En mars 1968, les revendications estudiantines culminent avec l'occupation, durant trois jours, de l'aula de l'Ecole normale de Locarno, par 300 élèves (archives). KEYSTONE/PHOTOPRESS-ARCHIV/STR sda-ats

(Keystone-ATS) Vendredi 8 mars 1968, M. Speziali veut confirmer son statut de syndic de Locarno lors des élections communales. C’est la goutte d’eau qui fait déborder le vase.

Le soir même, durant une réunion en internat, les jeunes, menés par le clan, votent l’occupation de la grande salle numéro 20 de l’Ecole normale.
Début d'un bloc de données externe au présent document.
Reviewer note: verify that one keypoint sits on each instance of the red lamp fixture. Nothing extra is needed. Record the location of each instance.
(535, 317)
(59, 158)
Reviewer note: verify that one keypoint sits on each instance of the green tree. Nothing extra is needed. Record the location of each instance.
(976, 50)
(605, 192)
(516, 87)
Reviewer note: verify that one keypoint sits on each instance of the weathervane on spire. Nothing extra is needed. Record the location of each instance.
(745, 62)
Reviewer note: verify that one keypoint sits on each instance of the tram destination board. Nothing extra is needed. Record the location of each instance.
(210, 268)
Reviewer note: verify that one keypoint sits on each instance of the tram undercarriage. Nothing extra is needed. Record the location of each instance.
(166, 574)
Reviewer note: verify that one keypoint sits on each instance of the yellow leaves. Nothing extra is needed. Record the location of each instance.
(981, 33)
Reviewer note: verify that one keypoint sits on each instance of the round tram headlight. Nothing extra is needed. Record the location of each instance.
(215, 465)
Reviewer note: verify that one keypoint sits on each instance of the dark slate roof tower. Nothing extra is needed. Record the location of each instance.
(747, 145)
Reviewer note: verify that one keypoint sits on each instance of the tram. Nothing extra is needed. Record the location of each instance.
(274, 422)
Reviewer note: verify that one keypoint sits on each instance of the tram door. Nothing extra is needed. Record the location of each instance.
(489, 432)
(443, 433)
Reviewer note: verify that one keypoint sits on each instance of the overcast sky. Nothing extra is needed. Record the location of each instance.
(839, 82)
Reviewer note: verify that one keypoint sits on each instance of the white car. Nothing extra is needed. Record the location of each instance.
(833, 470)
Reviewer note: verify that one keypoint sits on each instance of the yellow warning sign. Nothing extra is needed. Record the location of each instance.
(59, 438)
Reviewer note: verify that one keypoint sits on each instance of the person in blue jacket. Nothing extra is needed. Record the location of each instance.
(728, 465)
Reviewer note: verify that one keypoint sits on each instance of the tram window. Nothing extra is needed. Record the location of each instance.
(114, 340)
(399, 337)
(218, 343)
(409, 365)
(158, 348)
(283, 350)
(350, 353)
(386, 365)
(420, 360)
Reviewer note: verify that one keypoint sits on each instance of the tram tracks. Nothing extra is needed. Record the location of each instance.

Elle commence dès le lendemain matin.

Ils sont quelque 200 au début, mais le nombre augmente ensuite pour atteindre plus de 300. “Nous étions tous ensemble dans le même espace, mais je me rappelle ce grand silence et ce respect. Notre contestation était très différente du chaos de Paris”, raconte une ancienne contestataire. Et c’est toujours ce “grand silence” qui est bien présent dans les souvenirs quelque peu flous de l’étudiant de 17 ans.

“Il s’agit d’une action à la fois libératoire et très bien organisée”, explique Mauro Stanga. Les participants se déclarent “Costituente” (constituante). Ils participent à des “commissions de travail”, débattent pour définir leurs revendications avant de rédiger des communiqués de presse.

Mardi 12 mars, c’est la fin de l’occupation. Quelque 900 étudiants réunis dans la salle de gym de l’Ecole normale adoptent une charte qui contient leurs revendications. Elle demande une réforme de la “Magistrale”, la création d’un parlement estudiantin avec les mêmes droits et devoirs que le plenum des profs ainsi qu’une séparation nette entre l’école et l’internat.

“Ce furent des journées de vraie maturation, plus en trois jours qu’en 20 ans d’éducation”, résume l’ancienne contestataire.

“Dans l’aula 20, on a appris à penser”, écrivent les étudiants à l’époque. “Aussi à agir dans une société vraiment démocratique. Chacun pouvait parler, donner son point de vue. La personnalité de chaque personne était respectée. Personne n’avait plus de pouvoir que les autres”.

Cinquante ans plus tard, “entendre ces paroles me donne la chair de poule”, confie l’ancienne contestataire. “Ces valeurs sont encore bien vivantes en moi”.